6- Êtes-vous déjà en mesure de nous fournir une estimation de l’impact budgétaire que pourraient avoir les réformes fiscales visant à moderniser le régime bruxellois des droits de succession ? Ces projets de réformes fiscales seront-ils examinés par le gouvernement régional lors de l’ajustement budgétaire prévu au printemps 2020 ou seront-ils analysés ultérieurement ?
 
 
Réponse    Le gouvernement n’ayant encore pris aucune décision formelle, je ne peux pour l’instant que renvoyer à l’accord de majorité 2019-2024 en ce concerne les mesures qui seront prises dans le courant de cette législature en exécution dudit accord, c’est-à-dire que le régime des droits de succession sera effectivement modernisé et simplifié afin de mieux le faire correspondre aux évolutions des structures familiales; dans ce cadre, les situations des personnes non parente, des cohabitants de fait, et du saut de génération seront analysées.

Cette modernisation du régime des droits de succession doit être possible par le biais d’un seul projet d’ordonnance regroupant l’ensemble des mesures.

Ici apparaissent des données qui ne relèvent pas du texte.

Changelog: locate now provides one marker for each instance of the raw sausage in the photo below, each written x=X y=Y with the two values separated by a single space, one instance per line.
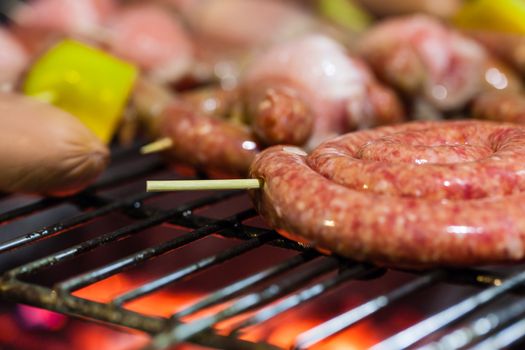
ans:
x=207 y=142
x=325 y=91
x=44 y=150
x=422 y=193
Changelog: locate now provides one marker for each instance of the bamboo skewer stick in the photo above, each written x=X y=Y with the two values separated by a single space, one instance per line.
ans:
x=195 y=185
x=157 y=146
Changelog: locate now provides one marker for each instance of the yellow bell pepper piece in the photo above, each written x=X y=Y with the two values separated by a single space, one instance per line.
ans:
x=88 y=83
x=501 y=15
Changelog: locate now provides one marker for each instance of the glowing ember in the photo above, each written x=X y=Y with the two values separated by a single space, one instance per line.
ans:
x=33 y=317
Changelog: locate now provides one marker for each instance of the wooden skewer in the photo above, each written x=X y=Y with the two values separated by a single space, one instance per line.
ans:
x=195 y=185
x=157 y=146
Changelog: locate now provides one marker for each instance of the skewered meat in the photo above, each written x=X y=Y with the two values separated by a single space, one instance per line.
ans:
x=309 y=89
x=205 y=141
x=422 y=193
x=421 y=57
x=228 y=33
x=144 y=34
x=153 y=39
x=45 y=150
x=13 y=60
x=508 y=47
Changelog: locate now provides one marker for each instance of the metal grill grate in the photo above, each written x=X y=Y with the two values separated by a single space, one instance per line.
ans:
x=260 y=296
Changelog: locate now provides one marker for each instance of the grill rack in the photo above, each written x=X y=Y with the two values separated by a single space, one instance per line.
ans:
x=499 y=328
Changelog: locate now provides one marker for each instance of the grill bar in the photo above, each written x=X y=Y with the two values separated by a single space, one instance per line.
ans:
x=67 y=225
x=351 y=317
x=28 y=209
x=434 y=323
x=244 y=284
x=290 y=283
x=481 y=327
x=303 y=296
x=121 y=233
x=145 y=254
x=186 y=331
x=193 y=268
x=506 y=338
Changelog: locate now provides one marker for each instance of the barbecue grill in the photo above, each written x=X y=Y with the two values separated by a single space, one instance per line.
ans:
x=489 y=317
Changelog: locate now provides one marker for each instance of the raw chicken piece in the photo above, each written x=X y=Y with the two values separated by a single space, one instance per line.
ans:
x=314 y=77
x=423 y=58
x=152 y=38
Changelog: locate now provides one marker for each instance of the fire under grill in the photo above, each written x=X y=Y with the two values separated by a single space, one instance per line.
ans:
x=41 y=268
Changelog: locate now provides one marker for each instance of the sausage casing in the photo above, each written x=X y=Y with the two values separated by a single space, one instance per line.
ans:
x=475 y=216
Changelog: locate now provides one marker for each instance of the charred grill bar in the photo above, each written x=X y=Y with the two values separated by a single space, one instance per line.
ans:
x=268 y=293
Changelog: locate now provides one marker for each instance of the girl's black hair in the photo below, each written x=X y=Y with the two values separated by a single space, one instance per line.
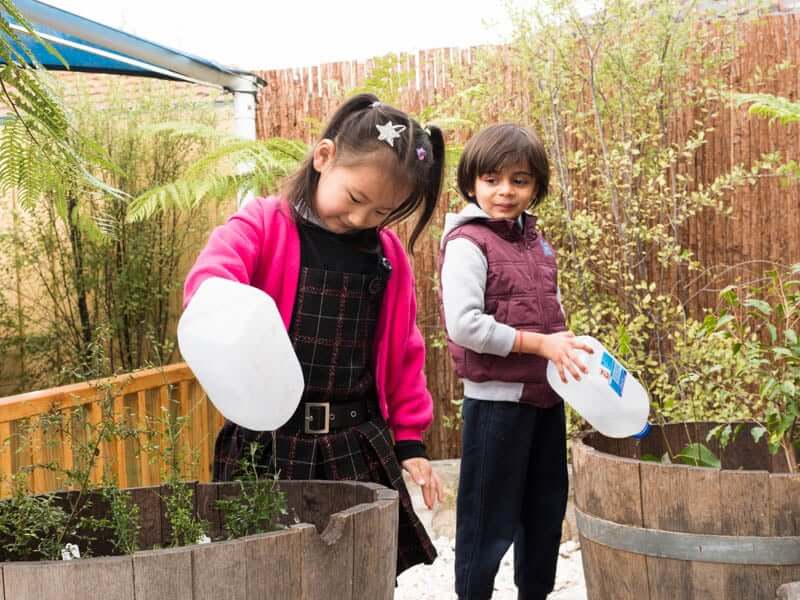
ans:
x=499 y=146
x=353 y=129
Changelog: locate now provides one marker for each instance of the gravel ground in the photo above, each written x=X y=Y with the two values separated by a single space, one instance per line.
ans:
x=435 y=582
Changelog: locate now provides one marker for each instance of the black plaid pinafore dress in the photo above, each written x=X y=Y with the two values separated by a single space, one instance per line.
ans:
x=332 y=330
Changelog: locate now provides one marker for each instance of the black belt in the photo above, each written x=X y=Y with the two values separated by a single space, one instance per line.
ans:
x=324 y=417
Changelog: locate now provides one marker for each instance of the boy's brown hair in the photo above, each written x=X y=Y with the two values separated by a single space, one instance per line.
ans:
x=500 y=146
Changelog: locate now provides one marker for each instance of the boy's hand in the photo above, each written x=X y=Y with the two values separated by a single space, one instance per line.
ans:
x=423 y=474
x=560 y=349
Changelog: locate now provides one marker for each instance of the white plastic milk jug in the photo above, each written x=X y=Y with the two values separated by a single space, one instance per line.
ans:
x=234 y=340
x=608 y=397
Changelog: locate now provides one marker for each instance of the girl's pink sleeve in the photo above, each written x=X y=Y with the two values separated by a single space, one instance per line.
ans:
x=232 y=251
x=409 y=402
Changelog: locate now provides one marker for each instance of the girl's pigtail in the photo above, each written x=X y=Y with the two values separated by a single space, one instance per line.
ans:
x=433 y=185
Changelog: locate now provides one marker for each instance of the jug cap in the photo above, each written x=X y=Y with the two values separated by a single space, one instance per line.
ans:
x=234 y=340
x=643 y=433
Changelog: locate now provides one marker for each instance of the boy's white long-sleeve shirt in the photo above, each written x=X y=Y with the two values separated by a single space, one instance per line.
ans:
x=463 y=280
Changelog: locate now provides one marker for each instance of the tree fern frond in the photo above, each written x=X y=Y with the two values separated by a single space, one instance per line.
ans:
x=775 y=108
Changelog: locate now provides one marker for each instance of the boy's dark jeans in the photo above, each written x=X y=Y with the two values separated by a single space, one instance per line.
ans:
x=512 y=489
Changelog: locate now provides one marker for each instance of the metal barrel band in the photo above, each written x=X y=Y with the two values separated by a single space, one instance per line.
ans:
x=750 y=550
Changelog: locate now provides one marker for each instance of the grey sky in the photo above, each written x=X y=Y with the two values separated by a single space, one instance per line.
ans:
x=268 y=34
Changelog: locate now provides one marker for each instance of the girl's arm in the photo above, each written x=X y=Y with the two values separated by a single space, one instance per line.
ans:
x=463 y=290
x=232 y=251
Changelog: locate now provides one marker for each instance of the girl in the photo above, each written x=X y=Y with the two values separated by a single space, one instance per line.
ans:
x=504 y=320
x=345 y=291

Vu le nombre de dossiers prioritaires sur le plan fiscal et budgétaires, la modification de plusieurs dispositions en matière de droits de succession n’était pas à l’ordre du jour dans le cadre de l’ajustement budgétaire 2020. Ceci vaut encore davantage aujourd’hui, en pleine crise liée au Corona Virus.

Cela ne signifie pas que ces mesures ont une moindre importance. Les mesures envisagées répondent à des attentes sociétales justifiées et peuvent dans un dossier particulier avoir un impact conséquent. Par contre, dans un cadre plus global et au regard des recettes totales des droits de succession (entre 400 à 500 millions d’euros par an en moyenne), de telles mesures ont a priori un impact marginal qui sera estimé dans la mesure du possible en temps utile.